In the book Exner also alleged that Kennedy brought prostitutes to the White House swimming pool. She said that President Kennedy's Special Assistant, David Powers, helped set up encounters with President Kennedy. Powers denied this.

In a 1988 interview with Kitty Kelley of People magazine, Exner said that she had lied to the Church Committee and in her memoir out of fear of Mafia retaliation. She told Kelley that Kennedy had asked her to contact Giancana, and she helped set up a meeting between them during the 1960 presidential election. For about 18 months in 1960–1961, "Exner claimed she served as the president's link with the Mob.
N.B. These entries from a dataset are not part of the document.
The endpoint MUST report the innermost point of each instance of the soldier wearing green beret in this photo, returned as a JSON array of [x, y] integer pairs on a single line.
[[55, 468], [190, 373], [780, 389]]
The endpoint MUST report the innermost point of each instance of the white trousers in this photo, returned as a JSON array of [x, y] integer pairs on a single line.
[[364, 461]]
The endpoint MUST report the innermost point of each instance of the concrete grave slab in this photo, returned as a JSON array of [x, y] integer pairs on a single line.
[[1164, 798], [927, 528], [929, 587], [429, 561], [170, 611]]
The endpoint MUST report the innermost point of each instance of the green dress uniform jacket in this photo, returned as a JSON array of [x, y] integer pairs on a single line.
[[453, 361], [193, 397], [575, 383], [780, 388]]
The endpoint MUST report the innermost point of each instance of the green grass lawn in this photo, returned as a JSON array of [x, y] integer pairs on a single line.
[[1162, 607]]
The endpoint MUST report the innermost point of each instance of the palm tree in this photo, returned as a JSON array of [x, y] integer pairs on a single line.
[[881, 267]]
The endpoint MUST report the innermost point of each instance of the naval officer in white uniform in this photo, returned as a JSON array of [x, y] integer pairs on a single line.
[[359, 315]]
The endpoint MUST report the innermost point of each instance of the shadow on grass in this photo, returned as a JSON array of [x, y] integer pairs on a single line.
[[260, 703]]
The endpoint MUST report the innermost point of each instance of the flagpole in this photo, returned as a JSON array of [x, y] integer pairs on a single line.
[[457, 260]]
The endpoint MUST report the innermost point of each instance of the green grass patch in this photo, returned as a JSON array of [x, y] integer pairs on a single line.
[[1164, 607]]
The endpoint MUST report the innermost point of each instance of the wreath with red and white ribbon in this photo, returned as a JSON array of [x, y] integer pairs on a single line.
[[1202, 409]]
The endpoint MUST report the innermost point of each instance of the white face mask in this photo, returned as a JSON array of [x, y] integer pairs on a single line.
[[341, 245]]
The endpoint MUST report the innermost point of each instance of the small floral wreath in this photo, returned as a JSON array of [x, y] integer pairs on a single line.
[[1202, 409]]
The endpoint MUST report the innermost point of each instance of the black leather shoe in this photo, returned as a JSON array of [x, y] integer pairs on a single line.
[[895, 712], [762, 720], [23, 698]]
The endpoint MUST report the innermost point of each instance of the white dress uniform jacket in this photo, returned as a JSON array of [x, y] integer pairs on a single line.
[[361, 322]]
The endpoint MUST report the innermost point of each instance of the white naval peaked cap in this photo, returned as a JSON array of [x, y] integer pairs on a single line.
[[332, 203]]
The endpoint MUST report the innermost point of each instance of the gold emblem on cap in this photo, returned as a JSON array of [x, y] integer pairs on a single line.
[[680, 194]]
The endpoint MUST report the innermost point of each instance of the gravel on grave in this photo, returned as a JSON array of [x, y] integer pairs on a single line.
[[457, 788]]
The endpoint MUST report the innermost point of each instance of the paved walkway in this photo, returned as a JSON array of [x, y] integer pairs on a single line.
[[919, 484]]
She crisscrossed the nation carrying envelopes between the president and Giancana, and arranged about 10 meetings between the two." She claimed these messages concerned plans to assassinate the Cuban president Fidel Castro.

In 1997, in separate interviews with Liz Smith of Vanity Fair and Seymour Hersh, Exner said that Kennedy told her of his plans related to Cuba, and used her to carry money to Giancana, as well as to arrange numerous meetings between the two. She also told Smith that she terminated a pregnancy which was the result of her last encounter in 1962 with Kennedy. She also said that she had delivered payoffs from California defense contractors to the Kennedys, including Robert F. Kennedy. These allegations are not supported by any corroborating witnesses or by any documents. Her earlier accounts of her affair with Kennedy were supported by FBI reports, Secret Service and White House phone logs and staff documentation, but nothing of this nature exists to support the allegations she made in 1997.

Judith Campbell Exner lived in Newport Beach, California until her death. She died on September 24, 1999 in Duarte, California from breast cancer. Her memoir was adapted as a made-for-TV movie in 2002, entitled Power and Beauty in which she was played by Natasha Henstridge.